Poroelastic Consolidation (Biot)
Load a water-saturated soil column and it does not settle all at once: the pore water carries the
load instantly (an excess-pressure spike), then slowly drains out the top while the grains take over and
the column consolidates. This is Biot poroelasticity — solid displacement u and pore pressure p
two-way coupled, in one jno.fem:

The Biot coupling is a cross-field mass term
-alpha*pb*trace(ev) feeds pressure into the solid balance; the fluid balance is fed back by the rate
of volume change alpha*(div u)_t. Written naively that needs a mixed space–time derivative, so it is
integrated by parts in space to -alpha*(u_t . grad q) — only first-order derivatives, and it lands
in the mass matrix as a cross-field (p–u) block, which is the Biot coupling:
u, phi = d.fem_symbols(value_shape=(2,), names=("u", "phi"), order=2) # displacement (P2)
p, q = d.fem_symbols(names=("p", "q"), order=1) # pore pressure (P1)
eu, ev = symgrad(u, [xi, yi]), symgrad(phi, [xi, yi])
solid = lam*trace(eu)*trace(ev) + 2*mu*inner(eu, ev, n_contract=2) - alpha*pb*trace(ev)
fluid = S*pb.t*qb - alpha*(ub.t[0]*qb.x + ub.t[1]*qb.y) + kappa*(pb.x*qb.x + pb.y*qb.y)
fem = jno.fem([solid, fluid, traction, p(xt,yt) - 0.0, u(xbo,ybo)[1] - 0.0, u(xl,yl)[0] - 0.0, ...])
The boundary conditions make it a 1-D consolidation test: drained top (p = 0) under a load, an
impermeable roller base, and confined (roller) sides.
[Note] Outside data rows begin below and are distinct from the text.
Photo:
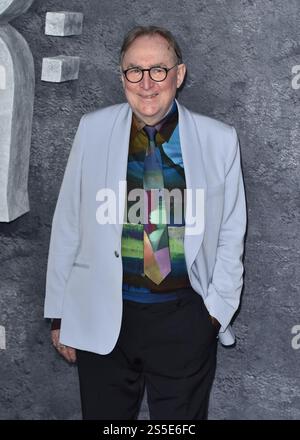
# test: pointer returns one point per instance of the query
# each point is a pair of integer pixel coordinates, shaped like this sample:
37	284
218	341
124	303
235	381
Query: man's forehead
149	46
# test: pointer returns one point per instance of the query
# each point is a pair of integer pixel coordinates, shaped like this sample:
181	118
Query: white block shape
63	23
10	9
60	68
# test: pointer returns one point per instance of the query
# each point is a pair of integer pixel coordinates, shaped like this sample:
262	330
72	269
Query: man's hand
68	353
215	322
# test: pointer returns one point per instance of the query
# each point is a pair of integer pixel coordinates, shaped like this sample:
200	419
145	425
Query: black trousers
168	347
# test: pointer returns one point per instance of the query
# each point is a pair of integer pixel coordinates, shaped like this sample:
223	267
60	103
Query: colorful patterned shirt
135	283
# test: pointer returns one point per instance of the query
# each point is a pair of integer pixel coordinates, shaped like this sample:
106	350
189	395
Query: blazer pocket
83	265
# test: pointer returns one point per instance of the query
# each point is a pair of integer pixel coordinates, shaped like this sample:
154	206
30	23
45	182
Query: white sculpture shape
16	110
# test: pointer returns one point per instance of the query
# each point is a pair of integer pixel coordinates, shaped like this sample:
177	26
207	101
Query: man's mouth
153	95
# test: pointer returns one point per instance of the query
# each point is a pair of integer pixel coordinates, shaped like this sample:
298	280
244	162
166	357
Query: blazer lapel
117	162
195	183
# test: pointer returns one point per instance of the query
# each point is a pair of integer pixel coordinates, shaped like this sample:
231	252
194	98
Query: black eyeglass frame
166	69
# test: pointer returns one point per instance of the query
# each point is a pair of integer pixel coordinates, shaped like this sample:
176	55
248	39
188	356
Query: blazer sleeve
225	287
64	239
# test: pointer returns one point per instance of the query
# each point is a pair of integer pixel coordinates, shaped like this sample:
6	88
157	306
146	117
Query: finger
67	352
71	354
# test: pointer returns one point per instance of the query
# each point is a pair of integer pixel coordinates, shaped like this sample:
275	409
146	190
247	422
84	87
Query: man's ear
180	74
122	77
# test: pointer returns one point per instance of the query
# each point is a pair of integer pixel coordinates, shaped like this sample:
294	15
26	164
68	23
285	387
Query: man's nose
147	82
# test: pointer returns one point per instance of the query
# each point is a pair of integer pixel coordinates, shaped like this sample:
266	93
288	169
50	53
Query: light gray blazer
84	273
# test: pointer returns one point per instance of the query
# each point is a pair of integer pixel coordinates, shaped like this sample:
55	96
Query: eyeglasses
158	74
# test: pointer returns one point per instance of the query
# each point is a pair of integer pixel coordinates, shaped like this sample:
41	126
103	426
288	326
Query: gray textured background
239	56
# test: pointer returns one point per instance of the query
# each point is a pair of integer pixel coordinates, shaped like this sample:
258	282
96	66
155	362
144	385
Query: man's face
150	100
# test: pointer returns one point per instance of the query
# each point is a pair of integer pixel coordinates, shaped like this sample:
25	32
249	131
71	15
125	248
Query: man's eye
157	69
135	70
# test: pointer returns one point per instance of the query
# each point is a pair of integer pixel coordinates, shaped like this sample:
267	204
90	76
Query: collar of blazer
190	140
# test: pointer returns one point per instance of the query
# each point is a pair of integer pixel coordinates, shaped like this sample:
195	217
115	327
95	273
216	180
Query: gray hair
140	31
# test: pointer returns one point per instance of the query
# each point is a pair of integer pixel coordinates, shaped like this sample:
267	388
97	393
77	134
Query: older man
141	292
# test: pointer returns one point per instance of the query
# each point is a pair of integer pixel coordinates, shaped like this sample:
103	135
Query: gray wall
239	55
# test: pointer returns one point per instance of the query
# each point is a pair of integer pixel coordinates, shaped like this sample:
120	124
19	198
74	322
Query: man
143	302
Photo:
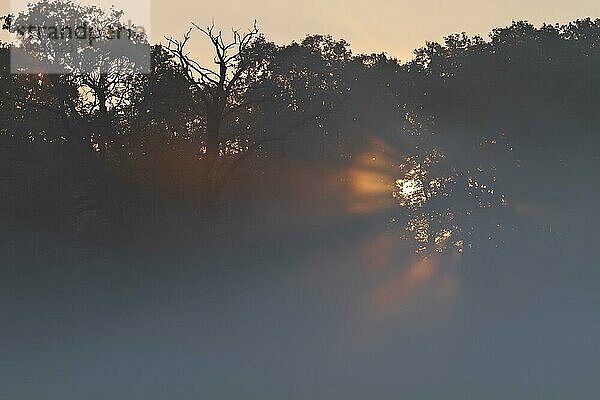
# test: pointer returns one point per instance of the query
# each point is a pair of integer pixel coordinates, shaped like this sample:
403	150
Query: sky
331	310
394	26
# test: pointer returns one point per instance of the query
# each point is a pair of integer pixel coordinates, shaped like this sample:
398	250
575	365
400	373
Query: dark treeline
264	126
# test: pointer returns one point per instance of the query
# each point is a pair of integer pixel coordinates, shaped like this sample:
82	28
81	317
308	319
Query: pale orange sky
396	27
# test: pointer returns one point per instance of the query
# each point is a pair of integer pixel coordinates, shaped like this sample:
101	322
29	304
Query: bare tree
221	90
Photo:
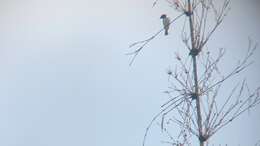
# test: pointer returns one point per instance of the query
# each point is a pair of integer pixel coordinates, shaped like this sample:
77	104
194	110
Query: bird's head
163	16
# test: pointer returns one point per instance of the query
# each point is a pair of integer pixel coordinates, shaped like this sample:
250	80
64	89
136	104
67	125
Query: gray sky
65	80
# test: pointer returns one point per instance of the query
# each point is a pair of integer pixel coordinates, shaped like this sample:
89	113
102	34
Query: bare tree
196	82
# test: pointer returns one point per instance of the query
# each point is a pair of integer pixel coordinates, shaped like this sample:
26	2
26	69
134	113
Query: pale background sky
65	80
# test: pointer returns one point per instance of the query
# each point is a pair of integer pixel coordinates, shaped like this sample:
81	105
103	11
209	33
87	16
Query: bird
166	23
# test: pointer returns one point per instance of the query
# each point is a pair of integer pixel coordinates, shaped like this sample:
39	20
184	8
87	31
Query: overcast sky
65	78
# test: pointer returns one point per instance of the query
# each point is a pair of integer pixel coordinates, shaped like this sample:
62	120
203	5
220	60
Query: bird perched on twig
166	23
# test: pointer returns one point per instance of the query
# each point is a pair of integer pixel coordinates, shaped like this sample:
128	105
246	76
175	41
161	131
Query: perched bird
166	23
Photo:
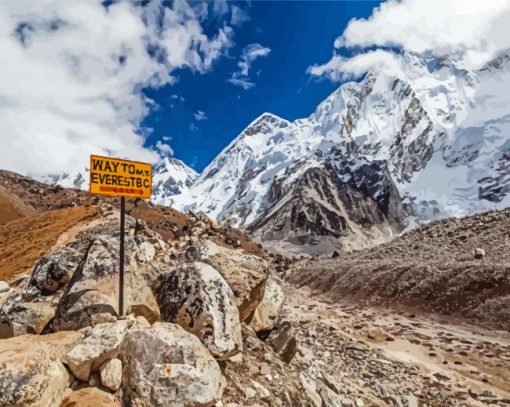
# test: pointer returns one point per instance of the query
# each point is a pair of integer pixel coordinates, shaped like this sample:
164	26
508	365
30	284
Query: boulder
31	373
283	341
4	287
479	253
245	274
54	271
102	344
94	286
111	374
166	366
266	314
146	252
18	317
90	397
310	390
196	297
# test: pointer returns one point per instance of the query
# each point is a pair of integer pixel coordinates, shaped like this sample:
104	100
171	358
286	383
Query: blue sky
299	34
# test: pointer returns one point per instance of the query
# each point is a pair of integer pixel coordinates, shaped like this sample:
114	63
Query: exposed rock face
283	341
102	344
54	271
94	286
196	297
31	373
90	397
266	314
19	317
332	200
167	366
245	274
111	374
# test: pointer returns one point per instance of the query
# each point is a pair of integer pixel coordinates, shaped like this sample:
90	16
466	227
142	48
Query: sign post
122	178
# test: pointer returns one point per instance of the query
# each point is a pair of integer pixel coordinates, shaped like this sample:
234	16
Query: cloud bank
250	53
72	75
474	30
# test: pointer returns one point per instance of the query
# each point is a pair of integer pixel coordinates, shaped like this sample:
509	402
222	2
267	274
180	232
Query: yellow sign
114	177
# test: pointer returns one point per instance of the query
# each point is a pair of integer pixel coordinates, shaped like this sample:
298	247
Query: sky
143	80
203	113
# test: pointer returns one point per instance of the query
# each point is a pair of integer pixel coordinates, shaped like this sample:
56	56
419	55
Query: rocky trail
213	319
385	357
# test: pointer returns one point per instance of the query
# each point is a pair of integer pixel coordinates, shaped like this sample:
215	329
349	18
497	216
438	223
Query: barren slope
432	268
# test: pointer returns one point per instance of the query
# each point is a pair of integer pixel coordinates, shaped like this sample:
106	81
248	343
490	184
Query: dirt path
395	358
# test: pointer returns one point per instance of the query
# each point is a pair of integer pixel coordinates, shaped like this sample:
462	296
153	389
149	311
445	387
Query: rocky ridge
240	336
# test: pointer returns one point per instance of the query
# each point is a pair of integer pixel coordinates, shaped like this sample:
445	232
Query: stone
94	286
31	372
266	314
310	390
166	366
146	252
329	397
101	345
283	341
355	345
4	287
111	374
18	317
196	297
90	397
245	274
479	253
54	271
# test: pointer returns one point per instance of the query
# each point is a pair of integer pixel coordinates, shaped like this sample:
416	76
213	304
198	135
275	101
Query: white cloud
250	53
341	68
164	148
72	75
475	30
199	115
239	16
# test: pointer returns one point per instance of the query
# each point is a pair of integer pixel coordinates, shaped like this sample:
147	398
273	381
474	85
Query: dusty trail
397	358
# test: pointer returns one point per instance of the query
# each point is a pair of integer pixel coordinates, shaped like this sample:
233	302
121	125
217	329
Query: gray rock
31	373
166	366
103	344
196	297
283	341
266	314
111	374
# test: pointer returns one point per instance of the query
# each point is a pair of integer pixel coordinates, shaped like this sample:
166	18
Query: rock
18	317
283	341
266	314
146	252
310	390
4	287
166	366
31	373
245	274
330	398
94	286
479	253
196	297
90	397
412	401
357	346
54	271
111	374
101	345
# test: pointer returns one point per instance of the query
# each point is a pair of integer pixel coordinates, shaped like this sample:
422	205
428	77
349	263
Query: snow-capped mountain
431	140
441	131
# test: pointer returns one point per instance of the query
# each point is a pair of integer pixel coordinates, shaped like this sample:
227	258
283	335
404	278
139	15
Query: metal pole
121	263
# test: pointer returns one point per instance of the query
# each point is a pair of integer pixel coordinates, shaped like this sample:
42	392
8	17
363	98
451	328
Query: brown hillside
24	241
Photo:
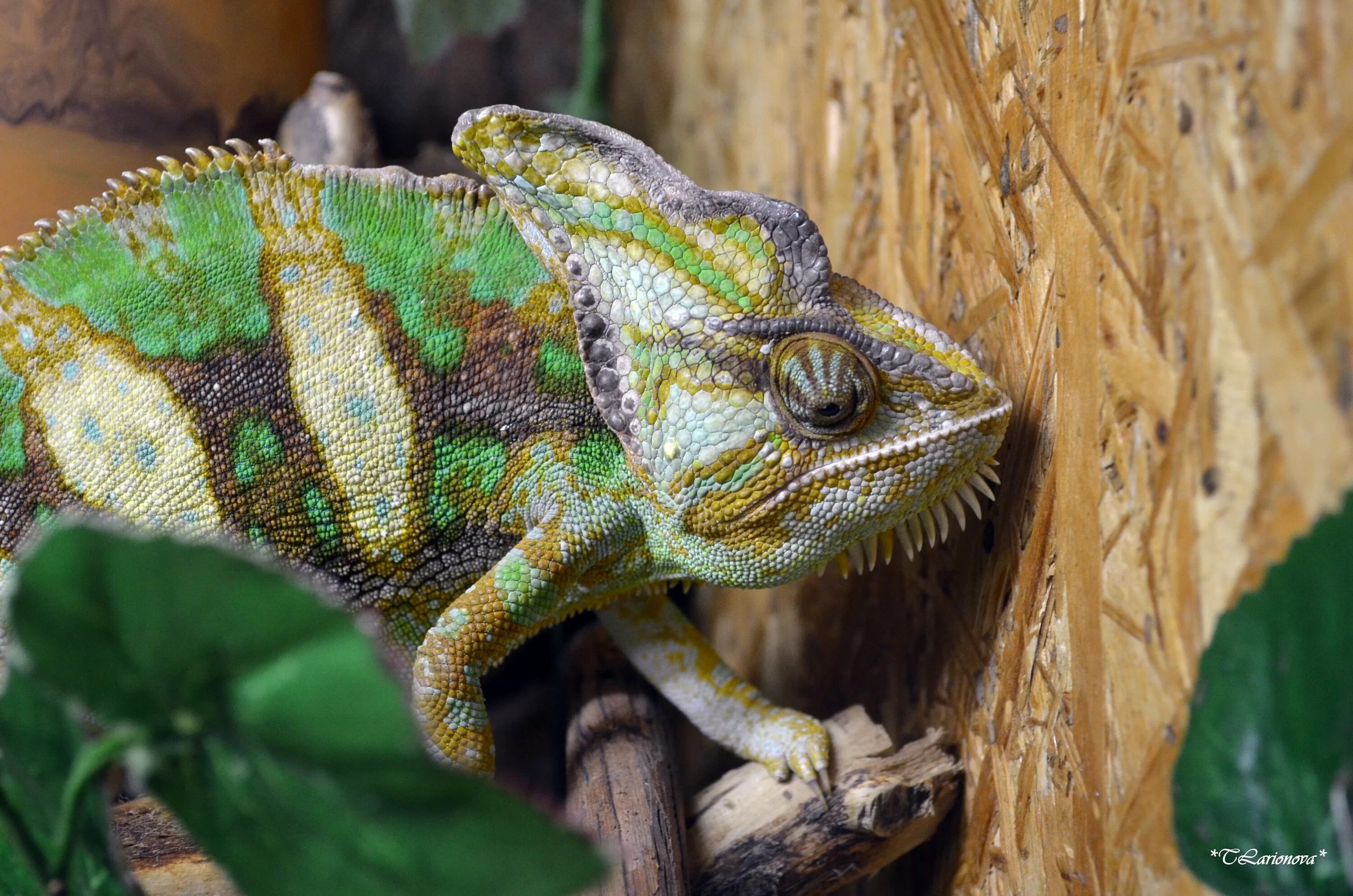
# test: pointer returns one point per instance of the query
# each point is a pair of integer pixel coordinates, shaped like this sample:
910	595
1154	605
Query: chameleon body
482	408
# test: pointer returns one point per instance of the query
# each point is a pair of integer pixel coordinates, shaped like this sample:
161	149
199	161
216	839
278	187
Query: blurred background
1134	211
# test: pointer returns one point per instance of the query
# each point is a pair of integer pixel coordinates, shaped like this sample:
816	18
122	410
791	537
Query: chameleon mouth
927	526
879	454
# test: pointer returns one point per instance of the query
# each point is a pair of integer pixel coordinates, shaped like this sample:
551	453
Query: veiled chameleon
481	409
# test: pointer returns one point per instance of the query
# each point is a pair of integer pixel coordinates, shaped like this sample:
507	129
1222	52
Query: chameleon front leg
511	603
684	666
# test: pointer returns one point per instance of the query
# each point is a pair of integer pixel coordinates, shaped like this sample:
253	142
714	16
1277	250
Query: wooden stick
161	856
751	836
621	771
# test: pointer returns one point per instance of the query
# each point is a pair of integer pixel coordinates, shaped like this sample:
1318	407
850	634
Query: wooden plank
751	836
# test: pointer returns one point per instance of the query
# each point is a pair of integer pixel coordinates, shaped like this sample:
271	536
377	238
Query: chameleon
477	408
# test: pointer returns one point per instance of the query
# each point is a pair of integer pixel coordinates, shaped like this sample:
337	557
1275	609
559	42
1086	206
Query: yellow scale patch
343	381
120	436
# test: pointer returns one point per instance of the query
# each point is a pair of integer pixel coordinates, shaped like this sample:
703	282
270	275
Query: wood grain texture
621	773
1137	211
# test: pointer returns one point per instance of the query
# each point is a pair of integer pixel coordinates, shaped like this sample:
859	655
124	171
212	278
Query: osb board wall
90	88
1138	211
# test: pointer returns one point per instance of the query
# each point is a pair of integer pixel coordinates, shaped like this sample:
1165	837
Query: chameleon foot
787	741
458	726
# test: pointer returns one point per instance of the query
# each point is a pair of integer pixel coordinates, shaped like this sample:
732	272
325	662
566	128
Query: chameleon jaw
876	455
929	524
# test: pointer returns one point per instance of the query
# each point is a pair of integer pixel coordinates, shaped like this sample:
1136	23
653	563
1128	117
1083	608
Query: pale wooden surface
751	836
1141	220
623	787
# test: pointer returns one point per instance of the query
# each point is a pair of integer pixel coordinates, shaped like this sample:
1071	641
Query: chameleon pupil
823	385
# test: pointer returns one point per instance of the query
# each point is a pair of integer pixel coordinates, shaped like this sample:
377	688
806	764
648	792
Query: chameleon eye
823	385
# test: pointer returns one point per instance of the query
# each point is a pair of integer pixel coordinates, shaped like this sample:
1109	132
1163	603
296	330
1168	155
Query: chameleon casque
479	409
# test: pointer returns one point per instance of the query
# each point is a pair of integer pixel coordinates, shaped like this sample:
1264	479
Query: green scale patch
466	470
559	371
255	449
11	423
432	256
175	279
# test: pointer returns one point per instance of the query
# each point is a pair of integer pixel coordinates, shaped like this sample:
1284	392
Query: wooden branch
753	836
161	856
621	771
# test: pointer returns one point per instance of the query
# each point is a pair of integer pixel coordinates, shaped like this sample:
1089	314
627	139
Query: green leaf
274	733
53	819
1272	727
431	26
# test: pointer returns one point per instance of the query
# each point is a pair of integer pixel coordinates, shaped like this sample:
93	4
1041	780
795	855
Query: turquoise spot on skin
145	455
256	449
179	280
13	458
456	620
362	408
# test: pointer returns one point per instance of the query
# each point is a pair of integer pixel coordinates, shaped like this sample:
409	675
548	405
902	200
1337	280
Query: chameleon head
782	413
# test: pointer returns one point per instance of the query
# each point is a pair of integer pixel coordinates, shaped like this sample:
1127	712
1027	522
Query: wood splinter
747	833
751	836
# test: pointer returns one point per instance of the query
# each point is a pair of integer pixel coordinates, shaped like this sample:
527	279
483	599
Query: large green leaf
274	733
1272	729
53	819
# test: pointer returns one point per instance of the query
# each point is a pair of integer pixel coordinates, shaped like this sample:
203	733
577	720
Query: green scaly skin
481	409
Linear ⇒ factor once; the load lives in the forcing vector
The system is linear with a constant operator, so factor M + dt·A once and back-substitute each
step. The constant top load comes from fem.operator.forcing_vector_fn (a transient problem keeps its
load there, not in the weak-form residual):
M, A = _csc(fem.M), _csc(fem.operator.A)
b = fem.operator.forcing_vector_fn(0.0, {}) # constant top-load vector
lu = splu((M + dt*A).tocsc()) # factor ONCE
for step in range(nsteps):
w = lu.solve(M @ w + dt*b) # back-substitute
Validated against Terzaghi to ~0.5 %
The computed pressure isochrones fall right on the classic Terzaghi curves at every dimensionless time \(T_v = c_v t / H^2\), and the degree of consolidation \(U(T_v)\) matches the analytic series to within 0.5 % (right panel above). The excess pressure dissipates monotonically and the column keeps settling as the water drains — exactly the consolidation story. The animation shows the computed pore pressure on the computed (settling) mesh; nothing is painted in.
References: K. von Terzaghi, Erdbaumechanik (1925) — 1-D consolidation; M. A. Biot, J. Appl. Phys. 12:155 (1941) — three-dimensional consolidation.